Hamm moved the brewery to the east side of Phalen Creek and focused on expanding the business. Having already made a name for himself as a saloon and boarding house owner, he likely didn't intend to enter the brewing trade to this degree, but a combination of perfect location, timing, and sharp business instincts propelled him forward. His success coincided with a population boom from 1860 to 1880, as urban areas grew and German immigrants sought the familiar comforts of lager-style ales, taverns, and beer gardens. Lager beer was in high demand, as it was seen as a "cultural focal point" of German-American communities in St. Paul. This demand contributed to the growth of Minnesota breweries from fourteen in the 1860s to more than one hundred thirty in the 1880s.
Increased business at the brewery allowed Hamm to engage in other ventures. In 1874, he partnered with Philip Thon to become part owner of the Brainerd Flouring Mills, a company that adjoined the brewery on Phalen Creek. In keeping with his previous roots in the butcher trade, Hamm kept as many as forty steers in fattening stalls near the brewery. He raised pigs, slaughtered them, and provided sausage meat to customers throughout the city.
In 1865, the small brewery produced just five hundred barrels of beer a year. That number grew to nearly six thousand by 1878, then surged to twenty-six thousand by 1882. By 1886, two decades after its start, Hamm's Brewery was producing forty thousand barrels annually, making it the second largest brewery in Minnesota. What began as a small operation overlooking Swede Hollow had grown into a four-acre facility. Beer deliveries, once made by pushcart, now required a stable of horses pulling teams of delivery trucks each morning.
Hamm and his wife, along with close friends, spent thirteen months traveling through Europe in 1886, including a visit to Herbolzheim. The trip mixed business with pleasure, allowing them to explore the region while Hamm toured breweries for inspiration. While they were away, their eldest son, William, hired German American architect Augustus Gauger to build a new home for his parents at 671 Greenbrier Street. The twenty-room, eight-fireplace house sat on a bluff overlooking the brewery and Swede Hollow. In the years that followed, Hamm's children occupied four homes on the same block.
With business booming, Hamm modernized the brewery to meet growing demand. On September 27, 1894, he unveiled the "modern" Hamm's Brewery with a public inspection of the new facility. What had started as a small operation had grown into a sprawling complex with an expanded brewhouse, bottling works, refrigeration, and other improvements. Production had skyrocketed from five hundred barrels a year in 1865 to one thousand barrels a day. Reports estimated more than ten thousand people attended the daylong celebration.
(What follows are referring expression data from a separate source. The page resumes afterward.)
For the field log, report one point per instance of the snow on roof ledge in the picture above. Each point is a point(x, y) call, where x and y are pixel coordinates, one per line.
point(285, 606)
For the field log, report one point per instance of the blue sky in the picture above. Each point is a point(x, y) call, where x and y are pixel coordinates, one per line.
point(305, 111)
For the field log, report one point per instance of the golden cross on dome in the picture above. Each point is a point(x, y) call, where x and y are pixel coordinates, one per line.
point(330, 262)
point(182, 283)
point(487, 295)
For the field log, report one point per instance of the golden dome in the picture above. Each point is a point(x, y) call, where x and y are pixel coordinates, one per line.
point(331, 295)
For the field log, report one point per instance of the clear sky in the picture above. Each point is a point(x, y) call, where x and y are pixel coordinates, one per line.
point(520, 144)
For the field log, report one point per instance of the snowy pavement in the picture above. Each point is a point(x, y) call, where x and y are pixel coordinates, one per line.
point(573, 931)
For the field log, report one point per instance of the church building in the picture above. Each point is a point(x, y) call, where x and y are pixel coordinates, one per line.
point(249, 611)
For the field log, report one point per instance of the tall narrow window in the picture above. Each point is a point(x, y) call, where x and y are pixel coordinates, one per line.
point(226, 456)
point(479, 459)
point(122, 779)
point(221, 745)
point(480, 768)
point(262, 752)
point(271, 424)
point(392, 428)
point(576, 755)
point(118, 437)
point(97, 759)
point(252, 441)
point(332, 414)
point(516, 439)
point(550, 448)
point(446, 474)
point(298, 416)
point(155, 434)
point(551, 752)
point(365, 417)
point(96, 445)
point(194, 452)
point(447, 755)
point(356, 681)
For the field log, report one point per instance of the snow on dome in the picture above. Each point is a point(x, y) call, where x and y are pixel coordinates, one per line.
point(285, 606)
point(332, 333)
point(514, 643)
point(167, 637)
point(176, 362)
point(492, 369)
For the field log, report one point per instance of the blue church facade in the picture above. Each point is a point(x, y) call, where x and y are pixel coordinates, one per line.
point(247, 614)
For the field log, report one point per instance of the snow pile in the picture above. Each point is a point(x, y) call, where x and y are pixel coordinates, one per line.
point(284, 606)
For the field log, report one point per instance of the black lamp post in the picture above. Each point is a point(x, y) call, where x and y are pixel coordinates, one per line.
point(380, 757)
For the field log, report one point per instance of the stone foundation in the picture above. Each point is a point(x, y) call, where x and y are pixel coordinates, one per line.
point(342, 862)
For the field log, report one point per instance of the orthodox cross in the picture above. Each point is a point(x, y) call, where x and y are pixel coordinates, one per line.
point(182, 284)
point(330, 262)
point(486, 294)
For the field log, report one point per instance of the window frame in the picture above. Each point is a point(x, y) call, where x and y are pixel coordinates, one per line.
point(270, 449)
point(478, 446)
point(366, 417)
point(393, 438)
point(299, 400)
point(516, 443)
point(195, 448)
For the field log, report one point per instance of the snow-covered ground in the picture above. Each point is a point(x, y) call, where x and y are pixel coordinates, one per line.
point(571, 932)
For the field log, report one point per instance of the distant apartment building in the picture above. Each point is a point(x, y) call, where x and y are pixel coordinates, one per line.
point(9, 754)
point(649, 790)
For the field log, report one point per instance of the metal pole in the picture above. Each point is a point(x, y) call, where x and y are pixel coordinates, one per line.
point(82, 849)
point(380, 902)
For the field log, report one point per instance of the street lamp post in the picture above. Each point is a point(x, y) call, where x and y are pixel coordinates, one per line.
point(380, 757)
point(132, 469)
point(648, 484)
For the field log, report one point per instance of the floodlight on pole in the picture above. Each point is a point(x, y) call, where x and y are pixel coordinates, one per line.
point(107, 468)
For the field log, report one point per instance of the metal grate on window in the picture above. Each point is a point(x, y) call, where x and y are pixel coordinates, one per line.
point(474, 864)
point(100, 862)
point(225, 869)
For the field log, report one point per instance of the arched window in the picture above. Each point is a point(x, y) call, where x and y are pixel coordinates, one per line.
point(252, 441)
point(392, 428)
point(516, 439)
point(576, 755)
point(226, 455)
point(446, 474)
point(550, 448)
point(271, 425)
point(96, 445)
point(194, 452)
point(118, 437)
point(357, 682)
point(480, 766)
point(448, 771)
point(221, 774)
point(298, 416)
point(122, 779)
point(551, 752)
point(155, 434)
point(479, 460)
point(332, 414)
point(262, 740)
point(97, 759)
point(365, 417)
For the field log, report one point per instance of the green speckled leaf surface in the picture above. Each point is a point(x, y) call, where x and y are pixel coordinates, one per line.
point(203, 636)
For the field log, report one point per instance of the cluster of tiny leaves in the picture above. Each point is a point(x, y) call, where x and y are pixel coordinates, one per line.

After Louise Hamm died on February 2, 1896, at age sixty-three, Hamm took steps to secure his children's future. Though the brewery had operated in his name since 1865, he formally incorporated it as the Theo. Hamm Brewing Company on June 1, 1896, with himself as president and his son William as secretary and treasurer. The company was valued at $1.2 million. That same day, he also incorporated Theo. Hamm Realty Company. His children received annuities.
Hamm died of heart failure on July 31, 1903, leaving behind a son and five daughters. Though still the brewery's president in name, he had been retired for years. His son William succeeded him as the company's second president.